Mountain Watershed Association has received a donation of a twenty-one-acre stretch of undeveloped land along the Indian Creek Valley Trail to be incorporated into the hiking and biking path. The parcel was donated in honor of Willis B. Miller and Mary L. (Swisher) Miller, continuing a longstanding tradition of the family contributing to the community.
Mountain Watershed Association has big plans for the parcel, aligning with Willis and Mary’s values. Willis was a coal miner in the Melcroft area, doing more than 40 years underground, and as such, took any chance he got to explore the outdoors in the sunshine. The crescent of undisturbed forest, bustling with birds and leafy vegetation, will soon be available for others to follow in his footsteps.
Similarly, Willis’ wife, Mary, received her nursing degree at University of Pittsburgh but returned to the mountains to serve her neighbors in the Well-Baby program, traveling up winding mountain roads on horseback to help young mothers with their infant children. This program, led by Dr. Eleanor Morris, provided resources and education for parents about their baby’s stimulation, learning, and security needs, and the work required a steady dedication to the region.
Mary’s father also started the local Lions Club, which Willis joined. There, he spent lots of time with Mary and her father, continuing his service as the organization rallied the community around flea markets and fundraisers. Willis ran the free glasses giveaway, where folks in the area donated old eyeglasses to those in need. The Lions Club made repairs and matched the gifts to community members who otherwise would have trouble financing them. Willis spent over fifty years as a member.
Mary and Willis both understood the great privilege we enjoy in the outdoors, even in winter amongst the naked trees of winter rattling in the wind. Avid skiers from a young age, both slaloming down Seven Springs’ land before it was developed into a resort. They also traveled through all 48 continental states a total of three times in an RV with the mission of hiking and camping through national and state parks, sprinkling their trips with sublime wilderness.
The family has donated to the community before, including a strip across from the Indian Head Church of God, which was meant to preserve the sanctity and tranquility of the space as a wild buffer. On their own properties, they enjoyed the local biodiversity, becoming avid birders with notebooks chock-full of species, locations, and dates of sightings from near and far.
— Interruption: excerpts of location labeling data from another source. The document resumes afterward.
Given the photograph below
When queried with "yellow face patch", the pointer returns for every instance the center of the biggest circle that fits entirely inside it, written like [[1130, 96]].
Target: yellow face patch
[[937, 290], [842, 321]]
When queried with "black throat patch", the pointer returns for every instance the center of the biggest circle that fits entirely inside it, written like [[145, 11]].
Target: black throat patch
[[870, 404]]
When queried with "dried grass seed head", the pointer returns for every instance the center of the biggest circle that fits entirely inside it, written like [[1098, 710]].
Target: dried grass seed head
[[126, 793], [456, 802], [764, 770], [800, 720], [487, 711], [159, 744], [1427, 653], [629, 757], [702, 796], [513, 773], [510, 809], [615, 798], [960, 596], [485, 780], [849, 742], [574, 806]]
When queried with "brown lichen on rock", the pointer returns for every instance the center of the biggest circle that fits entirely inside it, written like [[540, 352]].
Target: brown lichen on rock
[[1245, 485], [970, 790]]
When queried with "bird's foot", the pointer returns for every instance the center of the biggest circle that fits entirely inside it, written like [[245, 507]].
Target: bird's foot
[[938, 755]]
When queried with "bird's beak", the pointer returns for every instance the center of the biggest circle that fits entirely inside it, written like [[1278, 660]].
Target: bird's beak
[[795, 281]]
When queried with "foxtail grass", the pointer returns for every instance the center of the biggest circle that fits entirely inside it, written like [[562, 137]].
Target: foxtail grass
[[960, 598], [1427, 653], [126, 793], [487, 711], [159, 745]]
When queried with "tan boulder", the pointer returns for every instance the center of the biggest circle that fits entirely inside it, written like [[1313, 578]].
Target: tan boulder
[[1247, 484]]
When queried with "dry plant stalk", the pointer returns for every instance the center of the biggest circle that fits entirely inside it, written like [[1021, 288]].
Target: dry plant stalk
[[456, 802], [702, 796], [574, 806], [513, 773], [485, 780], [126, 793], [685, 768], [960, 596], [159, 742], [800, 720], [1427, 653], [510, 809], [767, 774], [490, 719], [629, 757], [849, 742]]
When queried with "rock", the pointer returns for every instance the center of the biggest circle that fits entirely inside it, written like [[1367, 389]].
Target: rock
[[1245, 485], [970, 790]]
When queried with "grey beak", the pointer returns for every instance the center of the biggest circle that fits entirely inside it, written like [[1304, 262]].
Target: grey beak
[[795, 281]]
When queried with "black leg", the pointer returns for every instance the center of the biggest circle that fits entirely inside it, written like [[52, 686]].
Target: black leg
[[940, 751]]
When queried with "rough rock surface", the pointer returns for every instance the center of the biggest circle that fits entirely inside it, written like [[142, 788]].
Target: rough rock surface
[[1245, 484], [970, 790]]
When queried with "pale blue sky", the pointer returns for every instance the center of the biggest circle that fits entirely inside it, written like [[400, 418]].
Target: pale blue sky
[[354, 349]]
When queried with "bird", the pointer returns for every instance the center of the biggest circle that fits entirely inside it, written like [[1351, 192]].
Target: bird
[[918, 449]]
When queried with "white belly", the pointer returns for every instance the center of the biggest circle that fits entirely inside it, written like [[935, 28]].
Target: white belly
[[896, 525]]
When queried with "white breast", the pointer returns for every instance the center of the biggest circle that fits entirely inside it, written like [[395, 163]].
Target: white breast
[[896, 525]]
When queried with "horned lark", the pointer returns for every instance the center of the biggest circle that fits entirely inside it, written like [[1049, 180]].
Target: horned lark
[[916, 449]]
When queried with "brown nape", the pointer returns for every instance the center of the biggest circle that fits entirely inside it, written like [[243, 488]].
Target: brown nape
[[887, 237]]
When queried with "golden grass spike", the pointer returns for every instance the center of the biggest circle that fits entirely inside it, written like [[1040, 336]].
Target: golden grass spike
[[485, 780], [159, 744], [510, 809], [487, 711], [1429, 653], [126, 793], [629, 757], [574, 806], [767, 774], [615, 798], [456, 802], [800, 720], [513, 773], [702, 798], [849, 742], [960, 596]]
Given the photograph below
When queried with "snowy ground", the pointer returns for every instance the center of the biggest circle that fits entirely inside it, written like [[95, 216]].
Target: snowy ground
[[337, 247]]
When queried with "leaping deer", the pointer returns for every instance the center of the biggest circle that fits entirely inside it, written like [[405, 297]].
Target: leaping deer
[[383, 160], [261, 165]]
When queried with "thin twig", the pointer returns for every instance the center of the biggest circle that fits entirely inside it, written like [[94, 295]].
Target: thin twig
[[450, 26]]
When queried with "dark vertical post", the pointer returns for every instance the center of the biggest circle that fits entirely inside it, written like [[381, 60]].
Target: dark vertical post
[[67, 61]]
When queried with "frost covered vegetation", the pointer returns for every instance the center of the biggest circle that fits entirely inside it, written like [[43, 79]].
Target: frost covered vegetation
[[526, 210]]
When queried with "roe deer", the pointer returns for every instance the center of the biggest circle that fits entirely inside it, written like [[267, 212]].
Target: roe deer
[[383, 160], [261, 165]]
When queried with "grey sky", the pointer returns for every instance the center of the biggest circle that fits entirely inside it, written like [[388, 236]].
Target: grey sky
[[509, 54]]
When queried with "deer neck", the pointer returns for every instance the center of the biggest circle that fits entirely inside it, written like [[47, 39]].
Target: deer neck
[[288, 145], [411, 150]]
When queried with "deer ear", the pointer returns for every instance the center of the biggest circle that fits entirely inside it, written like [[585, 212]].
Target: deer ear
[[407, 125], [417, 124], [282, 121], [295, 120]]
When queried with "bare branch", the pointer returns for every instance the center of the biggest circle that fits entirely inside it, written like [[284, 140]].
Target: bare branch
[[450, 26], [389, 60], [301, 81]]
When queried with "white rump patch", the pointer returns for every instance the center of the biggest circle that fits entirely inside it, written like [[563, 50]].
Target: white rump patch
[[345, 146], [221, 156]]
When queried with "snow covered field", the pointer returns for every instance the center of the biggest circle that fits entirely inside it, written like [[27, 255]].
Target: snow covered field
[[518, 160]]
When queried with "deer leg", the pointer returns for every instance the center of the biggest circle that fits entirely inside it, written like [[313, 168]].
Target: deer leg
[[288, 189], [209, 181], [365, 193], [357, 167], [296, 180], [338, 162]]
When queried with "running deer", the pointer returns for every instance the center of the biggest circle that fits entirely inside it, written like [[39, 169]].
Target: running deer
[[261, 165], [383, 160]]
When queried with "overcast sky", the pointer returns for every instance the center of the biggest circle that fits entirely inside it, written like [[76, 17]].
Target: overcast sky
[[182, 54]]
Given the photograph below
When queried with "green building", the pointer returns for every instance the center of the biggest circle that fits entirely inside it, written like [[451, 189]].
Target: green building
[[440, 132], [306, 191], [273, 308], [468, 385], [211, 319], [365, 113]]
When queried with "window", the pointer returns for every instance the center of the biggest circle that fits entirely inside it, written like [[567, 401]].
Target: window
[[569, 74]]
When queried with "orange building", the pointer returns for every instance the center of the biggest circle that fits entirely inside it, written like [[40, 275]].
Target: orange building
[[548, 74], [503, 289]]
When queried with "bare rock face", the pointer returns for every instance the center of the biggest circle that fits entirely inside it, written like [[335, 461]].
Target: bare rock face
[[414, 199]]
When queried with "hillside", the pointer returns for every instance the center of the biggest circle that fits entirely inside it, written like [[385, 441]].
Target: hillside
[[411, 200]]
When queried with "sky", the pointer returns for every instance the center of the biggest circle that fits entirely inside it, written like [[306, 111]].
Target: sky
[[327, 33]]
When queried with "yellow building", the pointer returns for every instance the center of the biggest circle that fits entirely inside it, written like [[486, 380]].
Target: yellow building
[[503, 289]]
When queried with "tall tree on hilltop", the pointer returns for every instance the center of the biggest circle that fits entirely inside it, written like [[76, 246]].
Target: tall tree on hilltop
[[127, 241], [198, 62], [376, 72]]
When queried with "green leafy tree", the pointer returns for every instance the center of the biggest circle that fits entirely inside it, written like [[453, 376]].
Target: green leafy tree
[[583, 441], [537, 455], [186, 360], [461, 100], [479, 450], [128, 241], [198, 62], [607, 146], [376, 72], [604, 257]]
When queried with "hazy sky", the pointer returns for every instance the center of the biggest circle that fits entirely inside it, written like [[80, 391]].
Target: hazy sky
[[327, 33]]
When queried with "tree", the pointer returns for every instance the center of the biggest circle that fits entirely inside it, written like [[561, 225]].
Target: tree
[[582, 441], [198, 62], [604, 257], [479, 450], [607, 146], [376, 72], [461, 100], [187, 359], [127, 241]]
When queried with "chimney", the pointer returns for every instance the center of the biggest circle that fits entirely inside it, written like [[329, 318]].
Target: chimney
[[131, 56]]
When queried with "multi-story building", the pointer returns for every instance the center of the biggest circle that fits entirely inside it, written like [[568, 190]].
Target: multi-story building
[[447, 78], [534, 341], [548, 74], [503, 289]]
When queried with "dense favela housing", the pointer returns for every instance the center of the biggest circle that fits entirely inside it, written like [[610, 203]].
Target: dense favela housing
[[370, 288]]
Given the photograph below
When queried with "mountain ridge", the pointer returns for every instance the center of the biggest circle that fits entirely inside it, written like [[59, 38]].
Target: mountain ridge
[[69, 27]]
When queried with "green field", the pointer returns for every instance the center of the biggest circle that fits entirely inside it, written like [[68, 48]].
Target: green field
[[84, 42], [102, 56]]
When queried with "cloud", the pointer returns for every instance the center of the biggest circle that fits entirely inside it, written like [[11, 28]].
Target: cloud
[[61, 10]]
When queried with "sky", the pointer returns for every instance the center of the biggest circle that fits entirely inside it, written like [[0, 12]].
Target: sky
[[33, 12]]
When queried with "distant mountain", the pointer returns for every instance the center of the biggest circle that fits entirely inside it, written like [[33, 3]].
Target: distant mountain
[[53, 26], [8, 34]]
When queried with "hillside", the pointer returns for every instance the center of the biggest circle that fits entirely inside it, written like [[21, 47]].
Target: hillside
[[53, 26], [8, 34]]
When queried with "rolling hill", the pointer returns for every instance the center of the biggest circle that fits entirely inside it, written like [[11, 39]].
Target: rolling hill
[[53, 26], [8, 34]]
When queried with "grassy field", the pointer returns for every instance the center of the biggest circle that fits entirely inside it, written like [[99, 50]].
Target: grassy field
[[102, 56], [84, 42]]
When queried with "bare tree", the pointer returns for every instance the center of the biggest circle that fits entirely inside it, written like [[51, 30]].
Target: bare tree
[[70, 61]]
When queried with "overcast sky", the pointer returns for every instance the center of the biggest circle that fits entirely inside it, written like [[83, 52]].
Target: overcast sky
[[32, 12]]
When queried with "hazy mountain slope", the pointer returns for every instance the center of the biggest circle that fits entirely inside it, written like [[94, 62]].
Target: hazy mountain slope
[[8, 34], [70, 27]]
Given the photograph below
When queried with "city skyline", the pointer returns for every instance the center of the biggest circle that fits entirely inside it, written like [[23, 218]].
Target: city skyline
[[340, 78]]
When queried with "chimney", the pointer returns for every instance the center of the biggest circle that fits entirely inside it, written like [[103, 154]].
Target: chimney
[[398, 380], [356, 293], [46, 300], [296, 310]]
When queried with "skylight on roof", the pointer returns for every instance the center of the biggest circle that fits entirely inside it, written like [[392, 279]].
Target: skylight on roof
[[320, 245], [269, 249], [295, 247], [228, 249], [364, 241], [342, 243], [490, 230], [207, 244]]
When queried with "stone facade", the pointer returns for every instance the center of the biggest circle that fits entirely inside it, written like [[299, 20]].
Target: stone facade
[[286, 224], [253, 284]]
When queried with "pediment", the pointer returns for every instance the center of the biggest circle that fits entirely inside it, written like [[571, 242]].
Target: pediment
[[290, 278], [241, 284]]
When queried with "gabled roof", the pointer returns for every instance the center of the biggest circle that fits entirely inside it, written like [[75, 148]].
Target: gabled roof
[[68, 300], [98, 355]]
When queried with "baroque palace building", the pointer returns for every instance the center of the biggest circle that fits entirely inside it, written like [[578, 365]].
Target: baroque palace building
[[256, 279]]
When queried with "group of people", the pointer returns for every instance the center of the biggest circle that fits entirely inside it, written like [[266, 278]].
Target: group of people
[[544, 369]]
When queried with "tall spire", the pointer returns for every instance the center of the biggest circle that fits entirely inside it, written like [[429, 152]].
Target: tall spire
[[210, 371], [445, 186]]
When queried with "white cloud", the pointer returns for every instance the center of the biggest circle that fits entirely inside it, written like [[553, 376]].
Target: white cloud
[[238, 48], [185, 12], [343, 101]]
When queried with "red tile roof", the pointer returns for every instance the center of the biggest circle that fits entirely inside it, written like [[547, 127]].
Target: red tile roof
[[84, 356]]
Friends of Mary and Willis often called on the house to update them on recent sightings of rare avian visitors.
Mountain Watershed Association hopes to uphold the memory of Willis and Mary and the tradition of the family by channeling the donation for conservation, recreation, and education, practicing good stewardship of the woods and fostering new growth. MWA is also in the process of establishing an on-site boat launch for the community to enjoy the scenery from the water. This location on the creek is calm and glassy and should serve as an excellent spot for launching and landing. When complete, the twenty-one-acre donation should stand as a celebration of the region’s wilderness for those of us who seek it out, as Mary and Willis Miller did.